“There can never be unity between revolutionaries and [those who are] counter-revolutionary,” Nzimande told a National Union of Mineworkers’ shop stewards’ council in Boksburg, on the East Rand.
“As the SA Communist Party, we support all efforts to unite Cosatu, but not reward anarchy.”
He said any attack on the NUM was an attack on the Congress of SA Trade Unions and the tripartite alliance.
The biggest disruption causing a rift within the alliance came from inside trade union federation.
“The unity of Cosatu has to be preserved. Those who try to distract it were not there when it was built,” he said.
“When you want to destroy the the unity of the federation, who will benefit? It won’t benefit the workers, but the bosses.”
He urged members to be loyal to the African National Congress and vote for them at the May 7 general election.
An ANC task team this week intervened to try and diffuse tensions within Cosatu.
Cosatu’s largest affiliate, the National Union of Metalworkers of SA, has been at loggerheads with the trade union federation after the suspension of general secretary Zwelinzima Vavi eight months ago.
Vavi was suspended from Cosatu for having an affair with a junior employee.
Numsa opposed Vavi’s suspension and was successful in its application to the High Court in Johannesburg challenging the decision.
Vavi returned to work on Monday.
Numsa has also gone against Cosatu in deciding not to support the ANC in this year’s general election and calling for a Cosatu special national congress so that new leadership could be elected.
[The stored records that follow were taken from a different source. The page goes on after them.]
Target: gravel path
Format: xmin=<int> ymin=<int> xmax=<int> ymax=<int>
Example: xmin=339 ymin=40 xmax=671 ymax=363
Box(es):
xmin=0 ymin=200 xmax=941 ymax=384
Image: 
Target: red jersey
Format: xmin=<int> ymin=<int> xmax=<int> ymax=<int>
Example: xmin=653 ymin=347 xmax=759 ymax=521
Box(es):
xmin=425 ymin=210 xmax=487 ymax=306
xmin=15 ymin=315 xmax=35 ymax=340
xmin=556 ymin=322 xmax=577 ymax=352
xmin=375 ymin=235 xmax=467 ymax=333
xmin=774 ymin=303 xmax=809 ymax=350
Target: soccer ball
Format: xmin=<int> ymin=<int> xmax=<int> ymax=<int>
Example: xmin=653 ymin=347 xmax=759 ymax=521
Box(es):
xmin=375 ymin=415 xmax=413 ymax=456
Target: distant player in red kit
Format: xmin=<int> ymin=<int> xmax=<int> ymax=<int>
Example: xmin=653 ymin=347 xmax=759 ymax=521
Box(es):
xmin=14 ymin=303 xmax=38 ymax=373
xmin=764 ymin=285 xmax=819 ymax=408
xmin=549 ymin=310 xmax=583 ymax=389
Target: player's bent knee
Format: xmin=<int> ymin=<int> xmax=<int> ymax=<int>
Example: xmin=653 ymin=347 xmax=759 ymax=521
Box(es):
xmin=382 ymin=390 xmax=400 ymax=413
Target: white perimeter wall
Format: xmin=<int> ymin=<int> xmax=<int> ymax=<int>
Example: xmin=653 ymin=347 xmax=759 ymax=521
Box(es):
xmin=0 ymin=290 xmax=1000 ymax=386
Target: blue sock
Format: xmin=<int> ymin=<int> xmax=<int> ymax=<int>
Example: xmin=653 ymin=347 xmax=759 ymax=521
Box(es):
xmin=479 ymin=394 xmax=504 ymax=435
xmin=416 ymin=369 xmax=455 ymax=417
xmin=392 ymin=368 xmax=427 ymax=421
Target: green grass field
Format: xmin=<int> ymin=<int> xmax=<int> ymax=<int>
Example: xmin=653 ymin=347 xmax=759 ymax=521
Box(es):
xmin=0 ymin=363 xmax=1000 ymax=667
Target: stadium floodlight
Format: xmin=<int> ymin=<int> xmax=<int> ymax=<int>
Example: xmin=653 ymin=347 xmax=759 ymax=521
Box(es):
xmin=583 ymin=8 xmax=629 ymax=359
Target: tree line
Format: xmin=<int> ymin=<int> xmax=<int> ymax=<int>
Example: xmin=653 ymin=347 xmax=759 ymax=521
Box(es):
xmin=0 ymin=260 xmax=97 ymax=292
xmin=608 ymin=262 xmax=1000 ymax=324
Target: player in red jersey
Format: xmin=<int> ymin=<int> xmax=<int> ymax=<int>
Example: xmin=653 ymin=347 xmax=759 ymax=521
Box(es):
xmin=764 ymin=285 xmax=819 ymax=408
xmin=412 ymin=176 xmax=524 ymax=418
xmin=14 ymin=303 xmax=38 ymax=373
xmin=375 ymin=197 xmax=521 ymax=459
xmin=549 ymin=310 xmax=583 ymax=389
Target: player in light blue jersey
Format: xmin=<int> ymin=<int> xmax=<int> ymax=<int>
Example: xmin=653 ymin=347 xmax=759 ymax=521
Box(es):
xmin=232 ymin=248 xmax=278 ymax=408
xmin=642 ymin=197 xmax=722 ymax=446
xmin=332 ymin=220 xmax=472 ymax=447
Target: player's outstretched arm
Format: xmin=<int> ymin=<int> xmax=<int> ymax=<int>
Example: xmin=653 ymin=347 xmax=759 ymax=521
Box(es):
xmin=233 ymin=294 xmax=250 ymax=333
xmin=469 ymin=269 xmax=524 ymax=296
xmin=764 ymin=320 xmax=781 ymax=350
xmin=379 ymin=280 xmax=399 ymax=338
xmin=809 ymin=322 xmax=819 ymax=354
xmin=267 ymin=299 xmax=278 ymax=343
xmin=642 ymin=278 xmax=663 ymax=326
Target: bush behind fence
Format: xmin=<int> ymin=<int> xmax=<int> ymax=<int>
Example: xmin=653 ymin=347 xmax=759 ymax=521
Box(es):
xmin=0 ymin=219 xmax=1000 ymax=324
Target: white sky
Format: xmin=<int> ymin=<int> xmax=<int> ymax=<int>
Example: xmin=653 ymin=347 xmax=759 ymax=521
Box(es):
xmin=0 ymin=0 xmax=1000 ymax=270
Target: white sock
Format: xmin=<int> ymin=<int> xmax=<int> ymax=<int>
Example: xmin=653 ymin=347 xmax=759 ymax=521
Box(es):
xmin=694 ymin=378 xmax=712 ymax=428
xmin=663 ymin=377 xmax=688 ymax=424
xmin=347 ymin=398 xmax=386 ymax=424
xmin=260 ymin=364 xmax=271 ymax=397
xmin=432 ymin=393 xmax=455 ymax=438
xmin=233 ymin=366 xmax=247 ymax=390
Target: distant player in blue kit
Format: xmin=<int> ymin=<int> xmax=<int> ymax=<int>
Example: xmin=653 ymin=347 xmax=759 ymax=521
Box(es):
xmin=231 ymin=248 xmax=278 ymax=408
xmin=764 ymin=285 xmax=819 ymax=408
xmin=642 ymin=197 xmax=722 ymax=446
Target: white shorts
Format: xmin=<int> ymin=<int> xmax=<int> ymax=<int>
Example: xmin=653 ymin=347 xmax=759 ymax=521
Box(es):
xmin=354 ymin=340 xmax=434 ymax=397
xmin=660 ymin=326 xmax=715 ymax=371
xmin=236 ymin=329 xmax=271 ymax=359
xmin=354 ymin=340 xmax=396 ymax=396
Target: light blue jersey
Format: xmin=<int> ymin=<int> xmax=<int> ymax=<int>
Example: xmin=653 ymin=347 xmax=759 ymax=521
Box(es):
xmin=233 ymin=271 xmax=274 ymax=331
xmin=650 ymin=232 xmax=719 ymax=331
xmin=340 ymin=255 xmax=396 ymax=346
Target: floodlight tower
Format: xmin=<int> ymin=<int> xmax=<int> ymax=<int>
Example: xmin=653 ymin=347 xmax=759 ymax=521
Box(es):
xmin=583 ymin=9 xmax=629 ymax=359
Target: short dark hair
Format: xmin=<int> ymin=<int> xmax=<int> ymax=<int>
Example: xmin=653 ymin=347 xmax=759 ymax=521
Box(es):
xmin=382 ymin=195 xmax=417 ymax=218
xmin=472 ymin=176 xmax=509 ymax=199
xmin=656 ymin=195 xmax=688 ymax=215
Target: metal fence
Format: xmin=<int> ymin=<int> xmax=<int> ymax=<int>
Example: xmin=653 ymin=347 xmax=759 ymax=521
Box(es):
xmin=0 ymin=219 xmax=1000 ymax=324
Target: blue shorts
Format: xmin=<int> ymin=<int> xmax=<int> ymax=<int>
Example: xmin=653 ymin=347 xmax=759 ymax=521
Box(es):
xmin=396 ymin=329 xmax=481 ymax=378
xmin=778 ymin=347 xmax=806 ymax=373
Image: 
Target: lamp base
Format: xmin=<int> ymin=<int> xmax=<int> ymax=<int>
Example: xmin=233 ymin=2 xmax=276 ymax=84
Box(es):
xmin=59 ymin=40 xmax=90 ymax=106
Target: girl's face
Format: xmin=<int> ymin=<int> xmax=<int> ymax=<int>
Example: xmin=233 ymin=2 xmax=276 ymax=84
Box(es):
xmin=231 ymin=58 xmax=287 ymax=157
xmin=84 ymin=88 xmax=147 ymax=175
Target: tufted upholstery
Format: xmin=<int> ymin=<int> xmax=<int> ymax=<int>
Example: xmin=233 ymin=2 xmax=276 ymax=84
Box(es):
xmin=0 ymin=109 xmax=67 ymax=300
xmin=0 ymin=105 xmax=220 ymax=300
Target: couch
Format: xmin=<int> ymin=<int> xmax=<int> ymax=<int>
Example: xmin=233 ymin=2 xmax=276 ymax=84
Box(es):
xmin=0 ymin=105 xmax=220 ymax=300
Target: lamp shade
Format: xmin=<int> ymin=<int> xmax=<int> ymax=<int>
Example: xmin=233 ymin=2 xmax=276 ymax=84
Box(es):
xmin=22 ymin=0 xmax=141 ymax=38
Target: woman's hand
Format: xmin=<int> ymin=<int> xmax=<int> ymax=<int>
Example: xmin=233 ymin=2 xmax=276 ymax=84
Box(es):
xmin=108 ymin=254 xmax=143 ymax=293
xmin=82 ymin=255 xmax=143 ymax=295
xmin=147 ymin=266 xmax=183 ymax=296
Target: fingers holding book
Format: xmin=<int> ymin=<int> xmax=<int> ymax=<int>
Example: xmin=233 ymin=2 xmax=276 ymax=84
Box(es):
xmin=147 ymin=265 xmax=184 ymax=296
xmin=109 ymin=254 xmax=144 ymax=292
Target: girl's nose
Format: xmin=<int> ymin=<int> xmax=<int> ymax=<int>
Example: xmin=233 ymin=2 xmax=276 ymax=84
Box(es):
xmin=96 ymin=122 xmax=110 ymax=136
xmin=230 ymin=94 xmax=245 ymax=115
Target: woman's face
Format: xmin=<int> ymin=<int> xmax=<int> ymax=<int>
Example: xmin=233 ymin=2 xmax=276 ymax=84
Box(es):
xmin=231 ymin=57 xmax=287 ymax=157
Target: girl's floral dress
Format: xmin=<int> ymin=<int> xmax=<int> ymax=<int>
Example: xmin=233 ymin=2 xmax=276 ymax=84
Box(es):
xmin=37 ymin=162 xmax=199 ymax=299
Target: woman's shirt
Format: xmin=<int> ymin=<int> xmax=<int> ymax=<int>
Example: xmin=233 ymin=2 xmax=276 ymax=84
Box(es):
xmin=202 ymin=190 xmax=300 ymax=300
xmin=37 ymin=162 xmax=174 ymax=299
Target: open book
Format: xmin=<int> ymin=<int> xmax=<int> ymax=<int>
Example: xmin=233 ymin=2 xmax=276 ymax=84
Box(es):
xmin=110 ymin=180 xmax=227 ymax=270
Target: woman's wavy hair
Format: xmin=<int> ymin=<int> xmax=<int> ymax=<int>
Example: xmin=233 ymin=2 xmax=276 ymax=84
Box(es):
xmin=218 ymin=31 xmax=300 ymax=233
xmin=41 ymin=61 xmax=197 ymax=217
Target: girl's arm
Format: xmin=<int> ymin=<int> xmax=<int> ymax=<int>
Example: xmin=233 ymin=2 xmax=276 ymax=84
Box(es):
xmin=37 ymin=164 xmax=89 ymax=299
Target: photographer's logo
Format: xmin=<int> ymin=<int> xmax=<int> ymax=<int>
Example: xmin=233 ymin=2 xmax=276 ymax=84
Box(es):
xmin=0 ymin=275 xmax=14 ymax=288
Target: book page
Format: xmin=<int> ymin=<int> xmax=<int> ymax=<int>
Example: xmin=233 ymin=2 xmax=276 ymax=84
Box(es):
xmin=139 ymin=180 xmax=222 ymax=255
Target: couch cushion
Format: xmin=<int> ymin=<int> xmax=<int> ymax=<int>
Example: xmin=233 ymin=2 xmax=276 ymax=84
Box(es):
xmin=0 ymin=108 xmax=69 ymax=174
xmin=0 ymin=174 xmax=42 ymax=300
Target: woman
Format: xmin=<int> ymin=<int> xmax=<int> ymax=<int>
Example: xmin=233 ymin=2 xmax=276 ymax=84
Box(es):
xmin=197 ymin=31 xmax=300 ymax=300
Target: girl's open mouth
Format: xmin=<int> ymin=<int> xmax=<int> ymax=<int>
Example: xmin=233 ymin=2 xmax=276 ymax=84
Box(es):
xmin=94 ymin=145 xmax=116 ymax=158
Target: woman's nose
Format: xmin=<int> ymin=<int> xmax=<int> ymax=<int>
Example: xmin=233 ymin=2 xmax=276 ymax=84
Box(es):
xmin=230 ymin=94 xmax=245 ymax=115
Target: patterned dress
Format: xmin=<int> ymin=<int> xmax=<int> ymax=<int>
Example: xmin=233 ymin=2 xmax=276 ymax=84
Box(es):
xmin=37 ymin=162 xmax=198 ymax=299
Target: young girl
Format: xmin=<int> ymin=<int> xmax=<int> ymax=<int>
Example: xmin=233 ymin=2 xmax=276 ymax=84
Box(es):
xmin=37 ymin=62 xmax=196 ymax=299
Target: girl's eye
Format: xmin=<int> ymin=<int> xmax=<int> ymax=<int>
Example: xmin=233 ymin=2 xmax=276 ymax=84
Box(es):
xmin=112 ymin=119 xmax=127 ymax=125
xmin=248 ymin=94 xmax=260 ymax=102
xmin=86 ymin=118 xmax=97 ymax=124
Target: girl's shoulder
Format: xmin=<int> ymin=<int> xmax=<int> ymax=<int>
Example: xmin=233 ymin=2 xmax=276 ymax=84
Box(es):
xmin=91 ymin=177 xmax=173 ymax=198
The ANC task team recommended that Cosatu’s special central executive committee (CEC) meeting be postponed to allow the ruling party to restore unity within its structures.
The CEC was meant to deal with issues relating to Vavi and hear Numsa’s reasons why it should not be suspended or expelled.
Nzimande on Saturday described the Democratic Alliance as a racist party and the Economic Freedom Fighters as a party full of “corrupt tenderpreneurs”, saying they must be taught a lesson.